3 de out de 2016

Washington Cinel, o empresário polêmico por trás de Doria


Não foi uma simples derrota do PT, a de Fernando Haddad não indo sequer para o segundo turno das eleições municipais. Foi a derrota do mais relevante gestor da cidade desde Prestes Maia, o prefeito que jogou São Paulo no século 21 enfrentando tabus, dando o primeiro corte da civilização do automóvel.

Assume um empresário jejuno em política, João Dória Jr., que se tornou especialista em grandes negócios através de sua empresa de eventos e lobby, a LIDE – Liderança Empresarial..

A vitória de Dória se deveu ao bom uso do tempo de televisão, por um tarimbado animador de eventos, , e o maior tempo entre os candidatos. O segundo fator foi a abundância de recursos para a campanha.

Nenhum dos demais candidatos tinha os recursos financeiros que Doria dispôs. Conhecido por sua fama de sovino, esses recursos não vieram dele, mas de uma rede capitaneada por Washington Cinel, figura controvertida, dono da Gocil, empresa terceirizadora de serviços que se tornou parceira permanente de Doria.

Trata-se de uma parceria milionária. Cinel tornou-se presidente da LIDE Segurança, o braço da LIDE de Dória voltado para o setor, passando a cuidar da terceirização de serviços dos clientes de Dória. Por conta dessa parceria, tonaram-se carne e unha.

Foi Washington quem bancou o grande evento que recepcionou o juiz Sérgio Moro. O juiz saiu engrandecido, aparecendo em fotos ao lado de Doria, Cinel e do deputado Fernando Capez, envolvido no caso conhecido como “a máfia da merenda”.

Graças a esse relacionamento com Doria, na gestão Alckmin a Gocil conseguiu os melhores contratos de terceirização do estado, tornando-se o grande fornecedor de mão de obra para companhias estaduais, especialmente o Metrô. Cinel substituiu Antônio Dias Felipe, compadre de Mário Covas e que, no seu governo, dominava a terceirização do Estado através de sua empresa, a Tejofran, que chegou a ter 40 mil funcionários trabalhando para o estado.

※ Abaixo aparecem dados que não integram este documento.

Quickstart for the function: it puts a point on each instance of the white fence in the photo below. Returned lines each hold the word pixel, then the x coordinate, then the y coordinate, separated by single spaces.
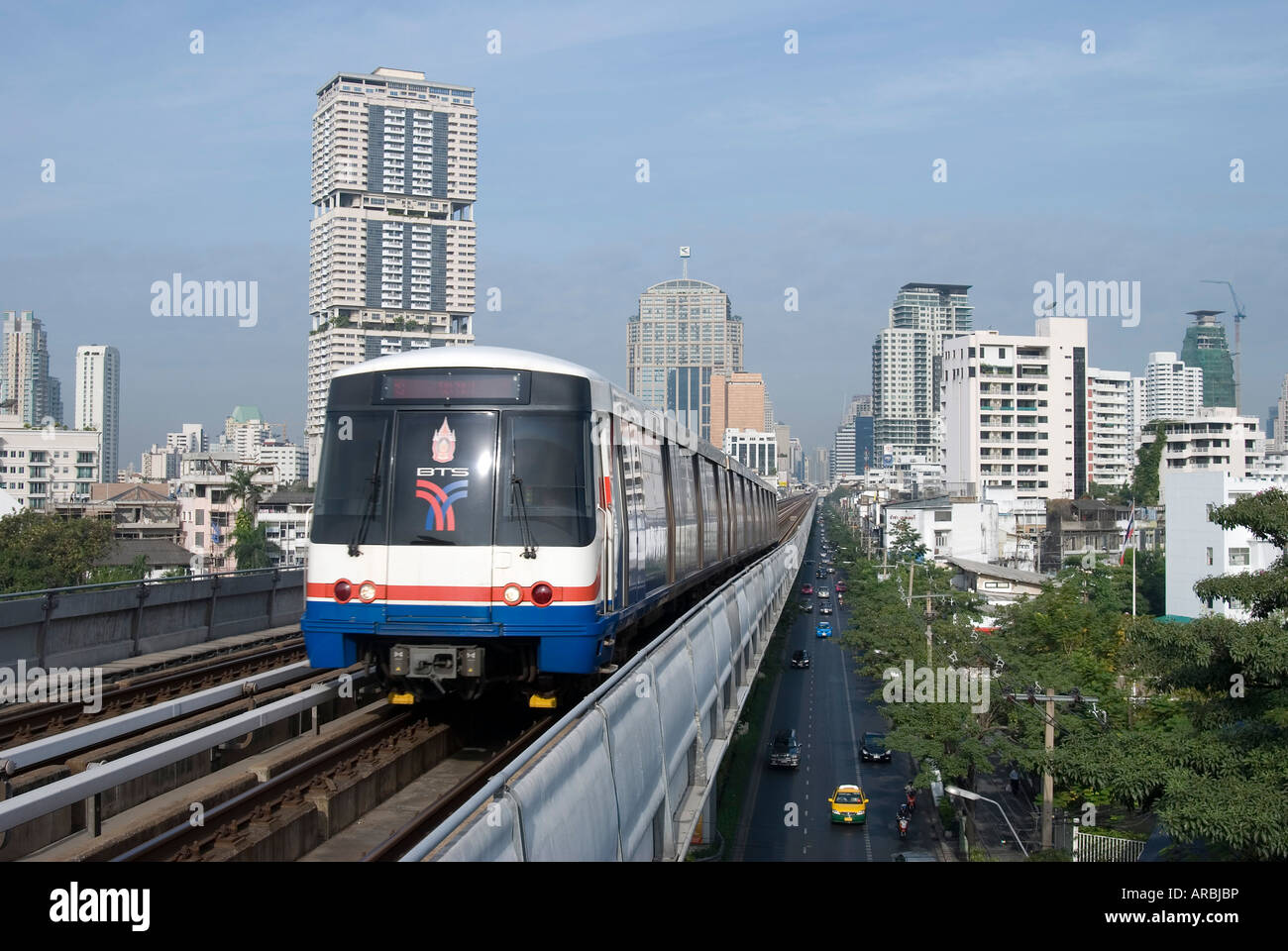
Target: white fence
pixel 1098 847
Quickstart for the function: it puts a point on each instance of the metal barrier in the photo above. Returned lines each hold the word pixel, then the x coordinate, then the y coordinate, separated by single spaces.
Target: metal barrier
pixel 627 774
pixel 97 624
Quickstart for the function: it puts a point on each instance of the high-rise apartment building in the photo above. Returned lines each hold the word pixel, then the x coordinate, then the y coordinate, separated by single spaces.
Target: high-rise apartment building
pixel 98 399
pixel 26 386
pixel 1173 389
pixel 684 333
pixel 1111 444
pixel 391 240
pixel 737 402
pixel 1016 410
pixel 906 367
pixel 1206 348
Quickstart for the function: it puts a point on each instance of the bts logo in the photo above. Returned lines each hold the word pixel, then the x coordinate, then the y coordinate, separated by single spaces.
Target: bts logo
pixel 441 517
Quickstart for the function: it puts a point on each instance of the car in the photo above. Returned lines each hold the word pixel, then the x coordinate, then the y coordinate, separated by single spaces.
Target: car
pixel 849 804
pixel 786 749
pixel 874 749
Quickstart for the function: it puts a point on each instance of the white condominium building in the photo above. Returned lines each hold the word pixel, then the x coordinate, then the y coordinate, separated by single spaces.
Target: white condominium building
pixel 391 241
pixel 1172 389
pixel 1111 444
pixel 1016 410
pixel 98 399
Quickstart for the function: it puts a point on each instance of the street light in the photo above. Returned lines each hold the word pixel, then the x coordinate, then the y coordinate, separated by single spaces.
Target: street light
pixel 967 793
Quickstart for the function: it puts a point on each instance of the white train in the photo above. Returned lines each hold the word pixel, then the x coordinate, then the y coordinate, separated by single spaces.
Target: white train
pixel 485 514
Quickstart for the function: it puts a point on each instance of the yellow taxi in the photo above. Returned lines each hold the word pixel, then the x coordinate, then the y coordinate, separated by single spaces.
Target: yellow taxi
pixel 849 804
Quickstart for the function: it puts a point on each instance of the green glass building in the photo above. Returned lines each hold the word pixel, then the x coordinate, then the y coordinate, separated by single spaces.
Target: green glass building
pixel 1206 347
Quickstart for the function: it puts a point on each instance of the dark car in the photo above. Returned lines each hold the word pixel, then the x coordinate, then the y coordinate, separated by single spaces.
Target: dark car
pixel 786 749
pixel 875 749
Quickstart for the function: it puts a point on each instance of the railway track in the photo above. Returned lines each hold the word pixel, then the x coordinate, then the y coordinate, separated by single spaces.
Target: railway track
pixel 27 722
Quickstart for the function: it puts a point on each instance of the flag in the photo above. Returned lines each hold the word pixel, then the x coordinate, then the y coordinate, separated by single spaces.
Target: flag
pixel 1131 527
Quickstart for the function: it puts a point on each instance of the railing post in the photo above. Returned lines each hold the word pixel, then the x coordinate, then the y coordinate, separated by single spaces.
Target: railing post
pixel 137 621
pixel 48 603
pixel 210 607
pixel 271 596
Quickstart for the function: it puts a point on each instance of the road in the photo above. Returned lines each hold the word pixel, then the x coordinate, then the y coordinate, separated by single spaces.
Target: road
pixel 787 816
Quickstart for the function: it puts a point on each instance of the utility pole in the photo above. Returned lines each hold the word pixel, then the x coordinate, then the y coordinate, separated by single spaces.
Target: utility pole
pixel 1047 779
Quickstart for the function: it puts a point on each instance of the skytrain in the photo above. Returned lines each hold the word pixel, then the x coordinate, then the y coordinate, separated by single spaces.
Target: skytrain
pixel 487 515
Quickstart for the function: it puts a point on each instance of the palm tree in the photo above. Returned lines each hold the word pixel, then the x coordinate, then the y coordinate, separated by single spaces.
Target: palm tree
pixel 243 487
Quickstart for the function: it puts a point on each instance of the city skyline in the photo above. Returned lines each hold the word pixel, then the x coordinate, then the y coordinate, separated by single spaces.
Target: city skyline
pixel 1091 144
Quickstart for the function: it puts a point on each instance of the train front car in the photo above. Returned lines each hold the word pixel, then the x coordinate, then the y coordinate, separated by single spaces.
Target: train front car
pixel 455 525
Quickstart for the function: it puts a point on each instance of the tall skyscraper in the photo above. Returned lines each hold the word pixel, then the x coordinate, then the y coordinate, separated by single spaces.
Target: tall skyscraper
pixel 391 239
pixel 907 361
pixel 737 402
pixel 683 334
pixel 26 386
pixel 98 399
pixel 1206 348
pixel 1016 410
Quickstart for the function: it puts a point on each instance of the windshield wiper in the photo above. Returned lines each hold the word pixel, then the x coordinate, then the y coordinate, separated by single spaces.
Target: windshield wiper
pixel 529 545
pixel 360 536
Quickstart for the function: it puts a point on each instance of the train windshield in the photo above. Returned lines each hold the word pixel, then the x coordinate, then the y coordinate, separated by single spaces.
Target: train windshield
pixel 443 478
pixel 552 502
pixel 349 505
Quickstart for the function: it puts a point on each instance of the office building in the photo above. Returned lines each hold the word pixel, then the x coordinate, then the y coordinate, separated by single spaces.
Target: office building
pixel 98 399
pixel 737 402
pixel 1016 410
pixel 906 367
pixel 684 334
pixel 26 386
pixel 391 241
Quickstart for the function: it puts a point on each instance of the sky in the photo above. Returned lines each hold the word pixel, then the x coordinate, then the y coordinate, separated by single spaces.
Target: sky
pixel 810 170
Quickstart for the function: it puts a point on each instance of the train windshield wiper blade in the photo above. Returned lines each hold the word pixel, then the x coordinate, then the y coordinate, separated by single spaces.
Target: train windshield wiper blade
pixel 529 544
pixel 360 536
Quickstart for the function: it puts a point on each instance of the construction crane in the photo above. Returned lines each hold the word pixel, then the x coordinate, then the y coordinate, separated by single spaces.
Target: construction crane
pixel 1237 348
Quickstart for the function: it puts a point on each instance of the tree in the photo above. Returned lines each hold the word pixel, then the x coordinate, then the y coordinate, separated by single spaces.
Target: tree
pixel 906 541
pixel 39 551
pixel 252 547
pixel 243 486
pixel 1210 752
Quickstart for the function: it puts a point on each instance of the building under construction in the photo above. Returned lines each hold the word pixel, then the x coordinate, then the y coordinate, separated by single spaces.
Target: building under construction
pixel 1206 347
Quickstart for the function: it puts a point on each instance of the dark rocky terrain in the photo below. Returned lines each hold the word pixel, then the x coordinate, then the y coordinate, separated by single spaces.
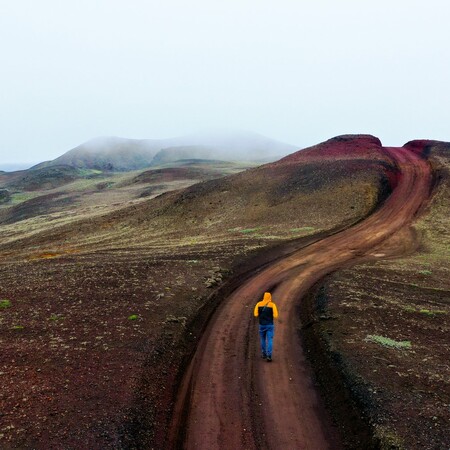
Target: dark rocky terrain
pixel 105 291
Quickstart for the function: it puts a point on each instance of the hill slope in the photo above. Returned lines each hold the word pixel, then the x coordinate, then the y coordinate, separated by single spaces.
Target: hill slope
pixel 120 154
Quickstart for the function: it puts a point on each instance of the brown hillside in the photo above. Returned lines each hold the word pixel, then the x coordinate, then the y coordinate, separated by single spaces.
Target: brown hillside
pixel 101 313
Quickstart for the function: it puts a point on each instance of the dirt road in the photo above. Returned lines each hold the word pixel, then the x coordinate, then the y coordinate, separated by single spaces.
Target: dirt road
pixel 232 399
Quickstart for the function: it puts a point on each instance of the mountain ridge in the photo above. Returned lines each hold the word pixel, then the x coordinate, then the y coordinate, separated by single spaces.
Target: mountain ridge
pixel 122 154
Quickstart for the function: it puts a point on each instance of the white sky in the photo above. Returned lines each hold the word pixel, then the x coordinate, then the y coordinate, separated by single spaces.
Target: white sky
pixel 296 70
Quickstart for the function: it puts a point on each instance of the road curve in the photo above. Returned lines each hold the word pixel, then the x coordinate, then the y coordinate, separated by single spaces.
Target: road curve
pixel 234 400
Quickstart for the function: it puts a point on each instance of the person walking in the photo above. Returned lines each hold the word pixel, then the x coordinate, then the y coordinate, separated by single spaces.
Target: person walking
pixel 266 311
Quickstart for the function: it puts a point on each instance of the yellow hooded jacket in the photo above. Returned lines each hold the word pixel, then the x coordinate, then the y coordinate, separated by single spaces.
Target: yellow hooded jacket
pixel 266 310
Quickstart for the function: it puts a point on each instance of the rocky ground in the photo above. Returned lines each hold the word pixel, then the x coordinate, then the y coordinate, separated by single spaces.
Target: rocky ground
pixel 101 306
pixel 385 328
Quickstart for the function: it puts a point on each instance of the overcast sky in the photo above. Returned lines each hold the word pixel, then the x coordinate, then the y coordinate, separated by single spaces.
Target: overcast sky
pixel 295 70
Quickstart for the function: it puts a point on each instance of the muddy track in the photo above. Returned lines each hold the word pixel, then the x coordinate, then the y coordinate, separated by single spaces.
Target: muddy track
pixel 230 398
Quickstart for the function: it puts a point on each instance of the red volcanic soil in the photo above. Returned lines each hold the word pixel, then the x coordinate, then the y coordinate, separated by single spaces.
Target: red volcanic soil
pixel 232 399
pixel 135 329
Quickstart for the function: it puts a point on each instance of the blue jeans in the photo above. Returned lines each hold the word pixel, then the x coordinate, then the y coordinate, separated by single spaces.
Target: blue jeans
pixel 266 336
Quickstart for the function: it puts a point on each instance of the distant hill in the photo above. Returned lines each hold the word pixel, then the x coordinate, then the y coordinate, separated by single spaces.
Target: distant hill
pixel 121 154
pixel 43 178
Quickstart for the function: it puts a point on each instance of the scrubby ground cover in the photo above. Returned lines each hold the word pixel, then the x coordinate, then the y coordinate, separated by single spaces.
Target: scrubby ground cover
pixel 386 325
pixel 102 309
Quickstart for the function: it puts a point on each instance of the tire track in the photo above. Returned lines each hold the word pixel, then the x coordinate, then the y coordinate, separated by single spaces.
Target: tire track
pixel 233 399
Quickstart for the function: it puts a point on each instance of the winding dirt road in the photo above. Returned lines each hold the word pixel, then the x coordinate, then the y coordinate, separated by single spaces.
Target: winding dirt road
pixel 230 398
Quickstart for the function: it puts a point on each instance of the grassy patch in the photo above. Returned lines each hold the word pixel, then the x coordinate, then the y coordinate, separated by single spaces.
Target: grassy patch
pixel 56 317
pixel 5 304
pixel 432 313
pixel 387 342
pixel 301 230
pixel 249 230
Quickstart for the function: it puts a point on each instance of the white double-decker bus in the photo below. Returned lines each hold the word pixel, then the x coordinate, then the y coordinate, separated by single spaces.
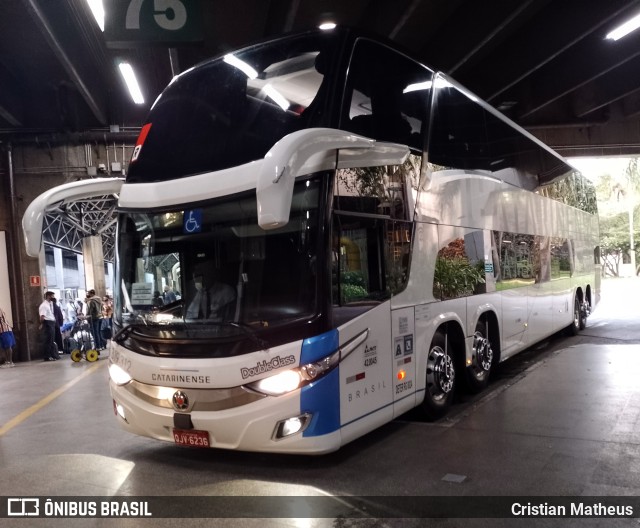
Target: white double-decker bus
pixel 343 234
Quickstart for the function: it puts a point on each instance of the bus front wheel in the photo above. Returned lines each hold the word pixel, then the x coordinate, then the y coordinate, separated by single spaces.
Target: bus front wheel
pixel 579 318
pixel 441 378
pixel 483 357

Quem opera os contratos da Gocil no Estado é seu executivo Helder Peçanha, a partir do QG da Gocil na Vila Olímpia, um prédio enorme, novo, todo negro de 11 andares, com a segurança maior que o Forte Apache, o Comando do Exercito em Brasília.

Cinel reservou para si uma sala imensa no ultimo andar onde oferece lautos almoços servidos por garçons de luxo. Os comensais são geralmente autoridades-clientes.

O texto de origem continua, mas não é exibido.